Лапы у него были сорок пятого размера, наверняка, если не больше, не лапы – ласты в банных резиновых шлепках. Обнажая жилистые щиколотки, начинались или кончались, смотря откуда считать, штаны – разболтанные синтетические треники, из каких не вылезают девять десятых находящихся под следствием и на этапе. За штанами шел вышеупомянутый, явно с чужого плеча, пиджак. Возможно, в нем ходил отставной военный, причем никак не ниже полковника, а то и генерал – дорогого редкого ныне бостона в елочку, и на его широких бортах остались дырочки от орденов и отметины от медалей. Пиджак был велик, но из-за длины рук рукава выглядели коротковато, из них вылезали, свисая, штыковые лопаты ладоней, насаженные на подобающие размеру черенки запястий – их было там как будто по два, сложенных один к одному, обтянутых жесткой в рыжих волосинах кожей.
Под пиджаком виднелась выцветшая красная майка, самая настоящая майка, какие ныне почти никто уже не носит – их заменили футболки. Из-под ее овального выреза на жилистой костистой шершавой груди вырывались синие и яростные языки татуировки.

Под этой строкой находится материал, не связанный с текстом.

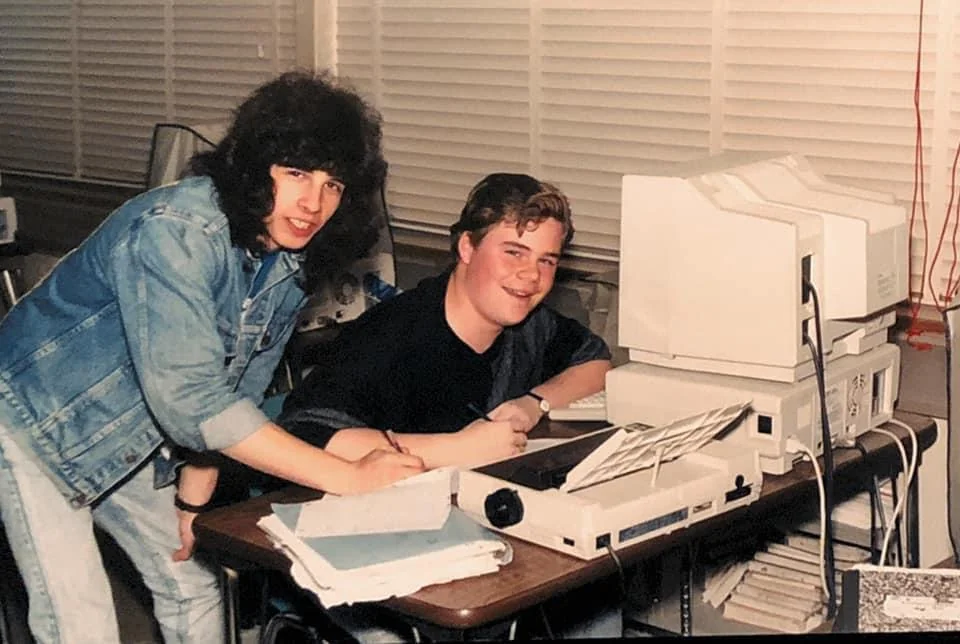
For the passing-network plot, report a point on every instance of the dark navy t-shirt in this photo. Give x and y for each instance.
(400, 366)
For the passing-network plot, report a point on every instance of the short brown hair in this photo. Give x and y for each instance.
(513, 197)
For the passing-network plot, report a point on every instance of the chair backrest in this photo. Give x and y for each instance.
(951, 319)
(356, 288)
(172, 146)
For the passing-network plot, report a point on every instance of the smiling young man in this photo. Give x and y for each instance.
(474, 341)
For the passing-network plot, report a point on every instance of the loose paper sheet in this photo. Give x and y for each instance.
(420, 502)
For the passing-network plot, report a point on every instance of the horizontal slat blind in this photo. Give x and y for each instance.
(246, 42)
(833, 81)
(452, 82)
(623, 87)
(120, 63)
(83, 82)
(36, 85)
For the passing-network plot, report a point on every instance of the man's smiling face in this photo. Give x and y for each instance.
(509, 272)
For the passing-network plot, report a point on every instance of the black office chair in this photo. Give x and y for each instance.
(173, 145)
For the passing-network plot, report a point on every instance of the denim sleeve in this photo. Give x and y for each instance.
(165, 274)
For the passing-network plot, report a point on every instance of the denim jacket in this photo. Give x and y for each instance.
(145, 334)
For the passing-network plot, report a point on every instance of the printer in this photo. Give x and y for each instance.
(617, 486)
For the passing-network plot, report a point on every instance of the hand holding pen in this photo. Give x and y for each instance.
(516, 440)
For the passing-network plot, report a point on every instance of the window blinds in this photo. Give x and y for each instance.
(579, 92)
(83, 82)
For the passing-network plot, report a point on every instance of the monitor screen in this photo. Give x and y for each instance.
(714, 260)
(8, 220)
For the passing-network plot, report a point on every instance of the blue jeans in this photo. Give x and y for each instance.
(57, 554)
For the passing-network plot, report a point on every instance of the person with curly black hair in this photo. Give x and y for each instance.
(158, 335)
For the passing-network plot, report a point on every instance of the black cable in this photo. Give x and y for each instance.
(818, 366)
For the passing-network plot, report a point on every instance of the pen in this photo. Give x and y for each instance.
(479, 412)
(392, 440)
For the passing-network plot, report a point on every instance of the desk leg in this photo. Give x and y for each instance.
(229, 583)
(686, 615)
(913, 520)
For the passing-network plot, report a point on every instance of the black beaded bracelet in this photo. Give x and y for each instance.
(180, 504)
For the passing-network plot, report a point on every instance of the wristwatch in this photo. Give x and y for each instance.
(542, 402)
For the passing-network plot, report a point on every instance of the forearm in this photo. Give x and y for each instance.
(272, 450)
(197, 483)
(436, 450)
(575, 382)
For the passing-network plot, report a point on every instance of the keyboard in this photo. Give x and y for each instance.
(592, 407)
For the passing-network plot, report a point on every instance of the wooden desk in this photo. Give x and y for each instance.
(537, 573)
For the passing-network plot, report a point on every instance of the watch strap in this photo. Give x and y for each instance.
(180, 504)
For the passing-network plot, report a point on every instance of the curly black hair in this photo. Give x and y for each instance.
(302, 120)
(518, 198)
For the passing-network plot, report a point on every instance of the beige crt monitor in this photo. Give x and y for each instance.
(713, 259)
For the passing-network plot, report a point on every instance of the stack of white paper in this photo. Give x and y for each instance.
(388, 543)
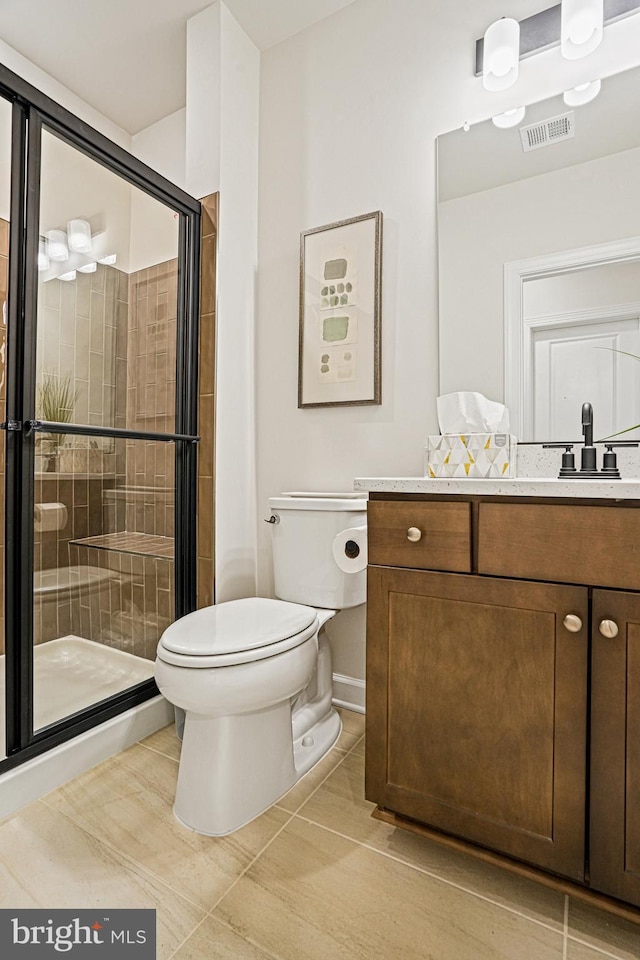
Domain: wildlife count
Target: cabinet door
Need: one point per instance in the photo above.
(476, 710)
(615, 746)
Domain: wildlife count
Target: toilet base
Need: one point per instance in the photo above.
(233, 768)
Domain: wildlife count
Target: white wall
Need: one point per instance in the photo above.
(154, 229)
(30, 72)
(579, 206)
(223, 81)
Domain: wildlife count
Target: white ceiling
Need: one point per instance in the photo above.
(126, 58)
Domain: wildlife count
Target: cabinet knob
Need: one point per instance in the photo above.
(608, 629)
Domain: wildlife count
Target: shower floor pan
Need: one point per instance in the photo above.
(70, 674)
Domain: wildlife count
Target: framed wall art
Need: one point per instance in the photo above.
(340, 297)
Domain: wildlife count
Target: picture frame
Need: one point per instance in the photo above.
(339, 349)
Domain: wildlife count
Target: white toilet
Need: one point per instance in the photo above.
(254, 675)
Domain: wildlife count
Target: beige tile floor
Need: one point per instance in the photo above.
(313, 878)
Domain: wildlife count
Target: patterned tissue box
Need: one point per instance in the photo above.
(478, 455)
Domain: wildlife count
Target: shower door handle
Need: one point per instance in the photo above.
(85, 430)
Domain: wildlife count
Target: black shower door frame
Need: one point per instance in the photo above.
(31, 111)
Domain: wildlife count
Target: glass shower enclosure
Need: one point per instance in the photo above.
(99, 281)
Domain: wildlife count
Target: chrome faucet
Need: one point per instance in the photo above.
(588, 463)
(587, 424)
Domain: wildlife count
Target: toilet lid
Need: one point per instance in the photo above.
(237, 626)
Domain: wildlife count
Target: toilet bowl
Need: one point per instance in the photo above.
(254, 677)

Он был сед и лыс – это из-за обширной, почти во всю голову, лысины лоб казался широким, каким на самом деле не был, а был довольно-таки скошенным, седые волосины жестко топорщились лишь над большими, вытянутыми вверх ушами на висках и на затылке.
Челюсти крепкие, хищные, в жесткой стальной щетине, со свежей, сочащейся сукровицей ссадиной на скуле, подбородок вытянут книзу и выдавался вперед – такие подбородки бывают у людей, исполненных насмешливости и ехидства.
Лицо его было словно из камня вырезано, но не из мрамора или гранита, из которых делают памятники и надгробия, а из недолговечного песчаника, изрезанного трещинами событий и страданий. Кажется, в иероглифах его лица, в этой прихотливой геометрии морщин была нарезана вся его прожитая жизнь, но прочитать их могли только двое – он сам и тот, кто их нарезал.
Да, а глаза его были маленькими, спрятанными под выступающими уступами надбровий в седых кустистых бровях, кажется, такие глаза не бывают добрыми, но сейчас они смотрели добро и ласково, так добро и так ласково, как только могли смотреть глаза этого не очень доброго и совсем не ласкового человека.
– Не узнаешь? – спросил он, заискивающе улыбаясь, с неумелым притворством в глухом хриплом голосе.
Он хотел тебе понравиться, он очень хотел понравиться!
– Нет! – торопливо отозвался ты и даже замотал головой по-лошадиному, я бы даже сказал – по-ослиному.